Cambria, 52, started work at the market as a teenager after school, where he helped his father, who had his own fruit stand on Ninth Street, south of Washington. The market has become much smaller; and many if not most of the stands south of Washington started to disappear in the 1990s.

"This place has history," Cambria says. "You look throughout the world, and you will see that these outdoor open markets are in every community. There is something primal about it, to have that feeling, to go out and do the shopping and see the fresh produce and the fish. It is a whole dance."

Cambria says some of his fondest memories are of working at the market with his late father, who had a stand as a young adult, left it to go to work in a factory - at the insistence of his wife, Lou's mother - and then returned to the market when the factory closed.

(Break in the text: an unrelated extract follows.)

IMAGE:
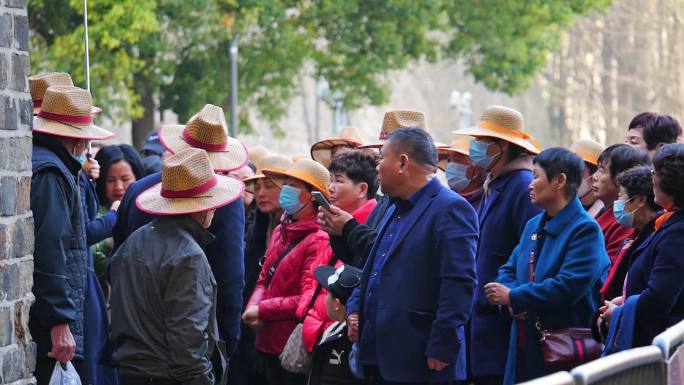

"I loved working with my father, and I thought it was a good opportunity as I was coming of age to be working with him, shoulder to shoulder, at the market," Cambria said. "For me, it was a good thing. I was helping my family."

But Cambria saw the market was changing. One by one, stalls began to disappear, and the big crowds, once steady throughout the week, now were mostly limited to weekends. And while there are still throngs on the weekends, Cambria says, many of the customers are there for the specialty food stores, or to drink coffee, or simply for the experience of an open-air market.

Fewer people are buying five- and 10-pound bags of potatoes with the idea of feeding a family for a week. That had been the market's core business.

"I felt that I had to do something more with my life than end up on Ninth Street," Cambria says. "I saw the business decline and saw how things were changing, and how the need for a Ninth Street business wasn't as great as it was before."

Cambria did his undergraduate work at Temple University and, following his mother's advice that he become a lawyer, then attended Delaware Law School, now Widener University Law School. He went to work for a small firm in Center City, where he focused on personal-injury cases. When firm leaders began to talk about moving to the suburbs, Cambria said he knew it was time to go out on his own.

He and his wife, Debbie, his high school sweetheart and now a nurse, started a family and raised four boys, ages 17 through 25.

Most of Cambria's clients hear about him through word of mouth. He's done reasonably well, he says, with referral fees on some medical malpractice cases that he sends to firms that specialize in those lawsuits.

He refuses to advertise, even though he believes that aggressive advertising by other personal-injury lawyers is likely costing him some clients.

"I think it cheapens the profession," Cambria says. "It presents [potential clients] with an option as to where they can go for legal services, but it is based on glitz and a shiny ad."

For now, though, Cambria is content to handle the business that walks through the door, often from new immigrants to the United States, while working Saturday mornings at the Italian Market.